Entman descriveva così le funzioni svolte dai frame: definire i termini del problema, offrirne una interpretazione causale, incapsulare un giudizio morale su di esso e prospettarne una soluzione o rimedio, una linea di azione. Sicuramente il frame più riuscito della comunicazione politica degli ultimi tempi è stato quello di inquadrare gli eventi e la risposta successiva alle azioni terroristiche dell’11 settembre come “war on terror”, guerra al terrorismo. Come afferma Reese, gli antagonisti della politica estera di George Bush non sono riusciti a offrire un contro-frame efficace. Le critiche restano sempre imbrigliate nell’arena definita dal primo, che puntano, ad esempio, sul fallimento della “guerra al terrorismo”. Chi definisce per primo i termini di una contesa politica o ideologica è molto avvantaggiato, così che l’unico modo per contrastarlo è eseguire un’operazione di “re-framing”. Le precedenti considerazioni gettano luce sui meccanismi che regolano il rapporto fra opinione pubblica e Chiesa cattolica, sia in questo pontificato che nei precedenti, che non sono poi diversi dai meccanismi generali del rapporto fra media e società.
Fin dai tempi evangelici la Chiesa raramente ha avuto una “buona stampa”. Per la Chiesa, a volte, godere di una buona stampa o non averla contro può essere sintomo di connivenza con i potenti e di non realizzare l’impopolare compito di denuncia dell’immoralità.

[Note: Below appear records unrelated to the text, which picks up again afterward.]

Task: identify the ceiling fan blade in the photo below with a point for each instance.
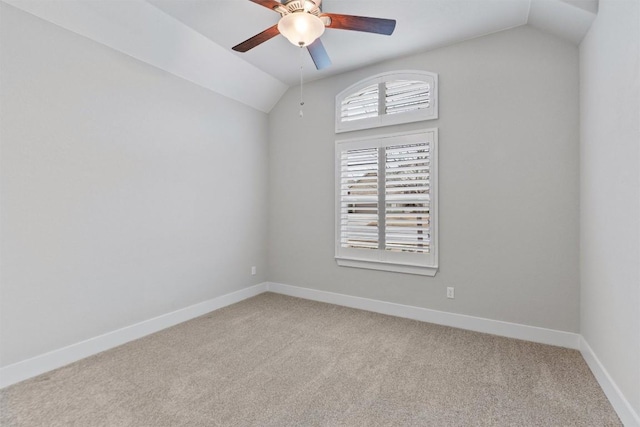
(257, 39)
(269, 4)
(319, 55)
(361, 23)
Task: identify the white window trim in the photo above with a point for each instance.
(382, 119)
(398, 262)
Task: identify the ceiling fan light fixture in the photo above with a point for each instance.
(301, 28)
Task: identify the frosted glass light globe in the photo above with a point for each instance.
(301, 28)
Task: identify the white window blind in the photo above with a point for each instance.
(359, 199)
(387, 99)
(405, 96)
(407, 198)
(386, 202)
(361, 104)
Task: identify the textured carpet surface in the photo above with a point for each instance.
(274, 360)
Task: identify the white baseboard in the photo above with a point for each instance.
(626, 413)
(478, 324)
(29, 368)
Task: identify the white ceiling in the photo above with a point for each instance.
(193, 38)
(421, 25)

Questo non significa che la Chiesa debba trascurare i mezzi di comunicazione. È essenziale sapere come viene percepita dalla gente, perché questo incide sulla capacità della Chiesa di compiere la sua missione. Da qui deriva la necessità di una adeguata attività di comunicazione istituzionale e di relazioni pubbliche. Tuttavia, una difficoltà di chi fa relazioni pubbliche per la Chiesa è la visione “strumentale” dell’informazione, cioè pensare che i media debbano essere “usati” per raggiungere obiettivi istituzionali.
Alcuni documenti della Chiesa esortano i fedeli ad usare i media per evangelizzare, il che non ha senso in riferimento ai media laici. I giornalisti rifiutano di essere usati per qualsiasi causa, benintenzionata che sia. Al contempo, è vero che alcuni di loro sono ostili alla Chiesa o alla religione in generale perché trovano il suo messaggio incomprensibile e quindi vorrebbero addomesticare la religione d’accordo con i loro standard di giudizio laicista.
Gli operatori ecclesiastici della comunicazione non fanno alcun bene né ai giornalisti né alla Chiesa se trattano i giornalisti con sospetto. Per chi cura i rapporti con la stampa per le istituzioni ecclesiastiche è essenziale comprendere i meccanismi qui esaminati, altrimenti rischia di confondere i piani, lavorando con buona volontà ma senza competenza.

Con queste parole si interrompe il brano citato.